= Lord Falconer of Halkerton =

Arms of Keith, Lord Falconer of Halkerton

The title Lord Falconer of Halkerton is a dormant title in the peerage of Scotland, created on 20 December 1646 for Sir Alexander Falconer, Lord of Session, with remainder to his heirs-male whatsoever.
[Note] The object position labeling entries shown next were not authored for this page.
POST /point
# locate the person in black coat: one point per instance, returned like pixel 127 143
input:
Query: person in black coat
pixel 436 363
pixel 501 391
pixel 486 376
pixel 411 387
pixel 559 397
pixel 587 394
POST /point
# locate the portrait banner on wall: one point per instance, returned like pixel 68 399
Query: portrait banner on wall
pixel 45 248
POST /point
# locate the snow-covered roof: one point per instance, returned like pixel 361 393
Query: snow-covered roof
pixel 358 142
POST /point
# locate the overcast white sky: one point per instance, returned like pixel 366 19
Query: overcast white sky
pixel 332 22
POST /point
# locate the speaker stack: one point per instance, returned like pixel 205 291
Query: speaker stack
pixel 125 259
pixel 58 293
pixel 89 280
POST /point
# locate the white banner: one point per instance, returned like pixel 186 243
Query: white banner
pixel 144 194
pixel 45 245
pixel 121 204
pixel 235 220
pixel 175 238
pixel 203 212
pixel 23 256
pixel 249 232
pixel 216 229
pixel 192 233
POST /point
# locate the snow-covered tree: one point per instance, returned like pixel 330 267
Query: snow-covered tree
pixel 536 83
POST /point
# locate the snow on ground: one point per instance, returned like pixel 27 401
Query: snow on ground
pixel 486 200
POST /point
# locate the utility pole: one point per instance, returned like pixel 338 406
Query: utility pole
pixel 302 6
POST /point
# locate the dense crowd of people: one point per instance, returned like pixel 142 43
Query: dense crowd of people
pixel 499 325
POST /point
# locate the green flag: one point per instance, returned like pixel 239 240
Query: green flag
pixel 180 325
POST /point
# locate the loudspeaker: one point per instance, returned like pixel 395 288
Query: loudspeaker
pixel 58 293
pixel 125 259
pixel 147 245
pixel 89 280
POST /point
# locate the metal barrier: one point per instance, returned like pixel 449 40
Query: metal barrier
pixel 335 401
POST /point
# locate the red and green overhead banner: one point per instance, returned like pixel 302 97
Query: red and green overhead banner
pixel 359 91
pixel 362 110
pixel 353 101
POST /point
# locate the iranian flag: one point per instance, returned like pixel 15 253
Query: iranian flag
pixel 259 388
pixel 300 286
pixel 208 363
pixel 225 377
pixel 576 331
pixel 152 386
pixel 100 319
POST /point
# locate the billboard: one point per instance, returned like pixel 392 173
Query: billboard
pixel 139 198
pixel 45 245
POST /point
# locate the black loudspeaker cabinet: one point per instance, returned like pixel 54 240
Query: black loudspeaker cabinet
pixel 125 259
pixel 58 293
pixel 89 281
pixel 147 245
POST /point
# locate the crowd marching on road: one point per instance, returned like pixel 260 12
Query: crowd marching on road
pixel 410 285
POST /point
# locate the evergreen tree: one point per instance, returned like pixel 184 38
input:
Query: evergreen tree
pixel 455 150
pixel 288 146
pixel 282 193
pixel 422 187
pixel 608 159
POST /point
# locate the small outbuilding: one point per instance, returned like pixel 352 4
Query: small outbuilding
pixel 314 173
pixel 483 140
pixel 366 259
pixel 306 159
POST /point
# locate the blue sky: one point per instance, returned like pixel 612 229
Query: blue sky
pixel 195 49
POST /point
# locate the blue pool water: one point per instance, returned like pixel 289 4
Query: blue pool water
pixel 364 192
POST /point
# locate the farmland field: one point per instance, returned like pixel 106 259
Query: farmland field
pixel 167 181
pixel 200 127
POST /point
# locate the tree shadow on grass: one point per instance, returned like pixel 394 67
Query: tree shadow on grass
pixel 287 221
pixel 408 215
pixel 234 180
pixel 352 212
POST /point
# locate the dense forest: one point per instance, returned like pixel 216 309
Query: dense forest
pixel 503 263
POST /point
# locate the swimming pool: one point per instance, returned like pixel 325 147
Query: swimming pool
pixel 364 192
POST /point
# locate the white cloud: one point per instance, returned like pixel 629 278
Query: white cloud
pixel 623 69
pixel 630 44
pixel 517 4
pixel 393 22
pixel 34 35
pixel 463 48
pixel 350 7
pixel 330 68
King Charles I granted Sir Alexander a yearly pension of £200 with the title, for his ability, integrity, and affection for administration of Justice.
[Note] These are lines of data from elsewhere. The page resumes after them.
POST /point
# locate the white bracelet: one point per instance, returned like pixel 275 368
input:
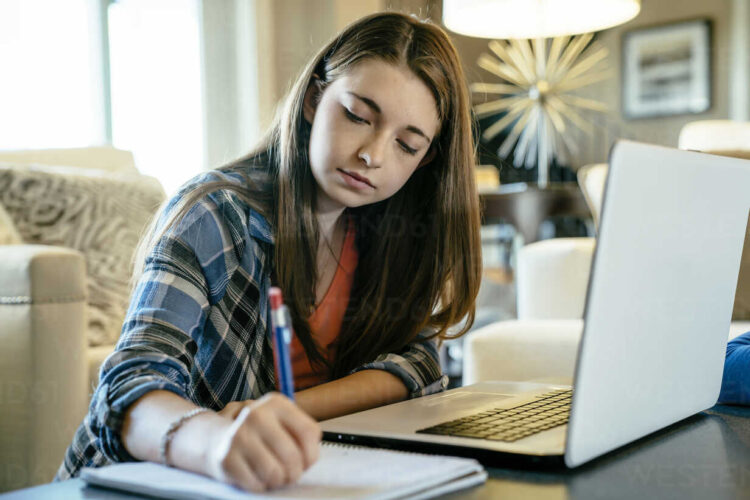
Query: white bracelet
pixel 166 439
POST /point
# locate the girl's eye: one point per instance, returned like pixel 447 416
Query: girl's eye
pixel 406 148
pixel 353 117
pixel 356 119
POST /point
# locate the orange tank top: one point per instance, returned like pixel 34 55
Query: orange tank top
pixel 325 321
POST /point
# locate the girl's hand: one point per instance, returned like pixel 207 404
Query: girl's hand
pixel 269 444
pixel 233 409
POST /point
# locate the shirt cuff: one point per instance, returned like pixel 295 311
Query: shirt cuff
pixel 415 384
pixel 120 388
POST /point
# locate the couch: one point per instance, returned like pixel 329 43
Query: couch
pixel 541 344
pixel 69 223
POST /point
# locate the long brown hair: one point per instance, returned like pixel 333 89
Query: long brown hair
pixel 419 251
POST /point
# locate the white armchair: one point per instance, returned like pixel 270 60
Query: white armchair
pixel 67 234
pixel 552 278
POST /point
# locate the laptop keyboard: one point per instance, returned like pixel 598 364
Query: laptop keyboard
pixel 548 410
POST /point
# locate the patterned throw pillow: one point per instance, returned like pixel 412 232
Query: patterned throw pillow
pixel 101 214
pixel 8 232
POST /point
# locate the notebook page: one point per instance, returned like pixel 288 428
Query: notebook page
pixel 340 472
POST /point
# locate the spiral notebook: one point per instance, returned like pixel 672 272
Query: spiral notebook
pixel 342 471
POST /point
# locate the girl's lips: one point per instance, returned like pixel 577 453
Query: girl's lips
pixel 355 181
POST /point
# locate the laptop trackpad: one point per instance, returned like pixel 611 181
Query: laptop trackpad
pixel 459 400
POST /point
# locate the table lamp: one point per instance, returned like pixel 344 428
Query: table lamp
pixel 535 20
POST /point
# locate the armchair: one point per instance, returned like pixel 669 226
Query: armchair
pixel 552 278
pixel 70 232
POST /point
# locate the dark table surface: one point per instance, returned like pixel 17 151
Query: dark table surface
pixel 526 206
pixel 706 456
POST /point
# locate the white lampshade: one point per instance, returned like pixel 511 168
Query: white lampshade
pixel 535 18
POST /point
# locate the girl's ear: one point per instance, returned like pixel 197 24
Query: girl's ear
pixel 429 156
pixel 312 98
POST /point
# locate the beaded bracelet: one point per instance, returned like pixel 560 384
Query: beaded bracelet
pixel 166 439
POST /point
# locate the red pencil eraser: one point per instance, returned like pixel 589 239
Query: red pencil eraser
pixel 274 295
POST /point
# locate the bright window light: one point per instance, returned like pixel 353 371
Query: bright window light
pixel 155 72
pixel 51 85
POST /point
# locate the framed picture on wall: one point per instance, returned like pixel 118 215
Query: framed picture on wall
pixel 666 70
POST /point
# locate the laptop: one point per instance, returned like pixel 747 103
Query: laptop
pixel 657 316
David Hume's mother was a great-granddaughter of a brother of Sir Alexander Falconer, 1st Lord Falconer of Halkerton.

In 1778, the 7th Lord inherited the Earldom of Kintore, and the two titles remained linked until 1966. The lordship then became vacant with the death of Arthur George Keith-Falconer, 12th Lord Falconer of Halkerton and 10th Earl of Kintore, although the earldom of Kintore continued in the female line.

Peter Serrel Falconer (died 2003), an architect, was the presumed heir to the feudal barony (1206) and Lordship (1646) of Halkerton, and had three sons (Thomas, Richard and William), but did not pursue the claim.

==Lords Falconer of Halkerton (1646)==

Descendants survey pedigree graph of the "Lords Falconer of Halkerton".
The yellow boxes below his Lordship's name, shows the period during which the title: "Lord Falconer of Halkerton" was owned. (click picture to enlarge)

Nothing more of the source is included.